The court rejects the Sixth Circuit's reliance in Thomas v. Woolum on ADEA law, which, the Supreme Court has held, makes state time limits for administrative complaints unenforceable in subsequent federal court litigation. The court says that the ADEA (and the Supreme Court Oscar Mayer decision interpreting it) deals with a commencement requirement, not an exhaustion requirement, though it doesn't say why that should make a difference. Also, more cogently, it notes that the ADEA expressly excluded a procedural default rule by stating that state agencies can't require anything more to commence an administrative claim than filing or mailing a written and signed statement of the relevant facts to the appropriate location. (Note 7)
Second, the court buys total exhaustion, joining the Eighth Circuit in doing so. (The Eighth and Tenth are the only circuits that have so far addressed the question. It's pending in the Second Circuit and probably in others.) The court recounts the habeas total exhaustion rule of Rose v.
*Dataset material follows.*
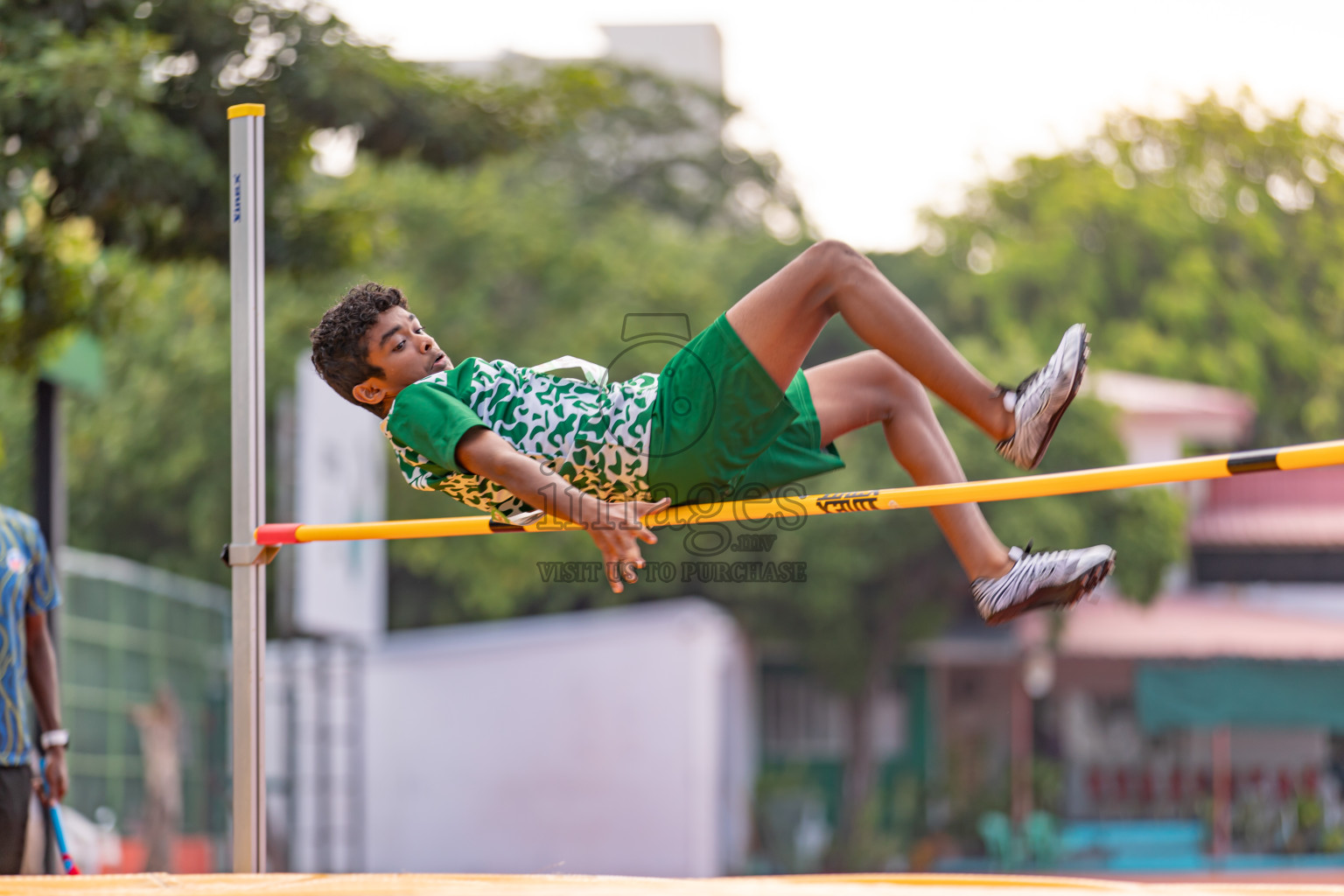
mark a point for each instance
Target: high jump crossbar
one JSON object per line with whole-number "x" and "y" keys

Lundy without explaining why habeas analogies are useful, says the language of the PLRA seems to call for total exhaustion because it refers to "action" rather than "claim," and perfunctorily recites policy reasons supposedly supporting total exhaustion, some of are just general arguments supporting exhaustion and don't specifically support total exhaustion.
The court did not appoint counsel in this pro se case even though it took positions on two issues (procedural default and total exhaustion) as to which the federal courts are deeply divided.
In other significant holdings, they say (*2) that the exhaustion requirement "applies fully when the plaintiff is a federal or state inmate held in a privately operated facility." This is no surprise, but it may be the first time it's been said so squarely in a reported decision.
The court also holds that the plaintiff was not required to follow his informal complaint with a formal grievance because he was successful at the first stage, "and nothing in the record suggests that there was any further relief whatsoever available through MCDC procedures." (*4) Id.: ". . . [P]risoners need not engage in entirely fruitless exercises when no form of relief is available at all." The court quotes Booth and says: "In other words, the modifier 'available' means that inmates must exhaust administrative remedies so long as there is the possibility of at least some kind of relief." Here, the court says, "nothing in the record indicates that money damages or any other retrospective relief was available through the prison's grievance process." (*5)
This is not as helpful as it sounds because the court is at great pains to emphasize that there was nothing else prison officials could do (the prisoner complained that there was no shower mat, so they put in a shower mat), and in most cases prison officials will be able to invent something that could have been done that the prisoner should have been seeking through further grievance proceedings.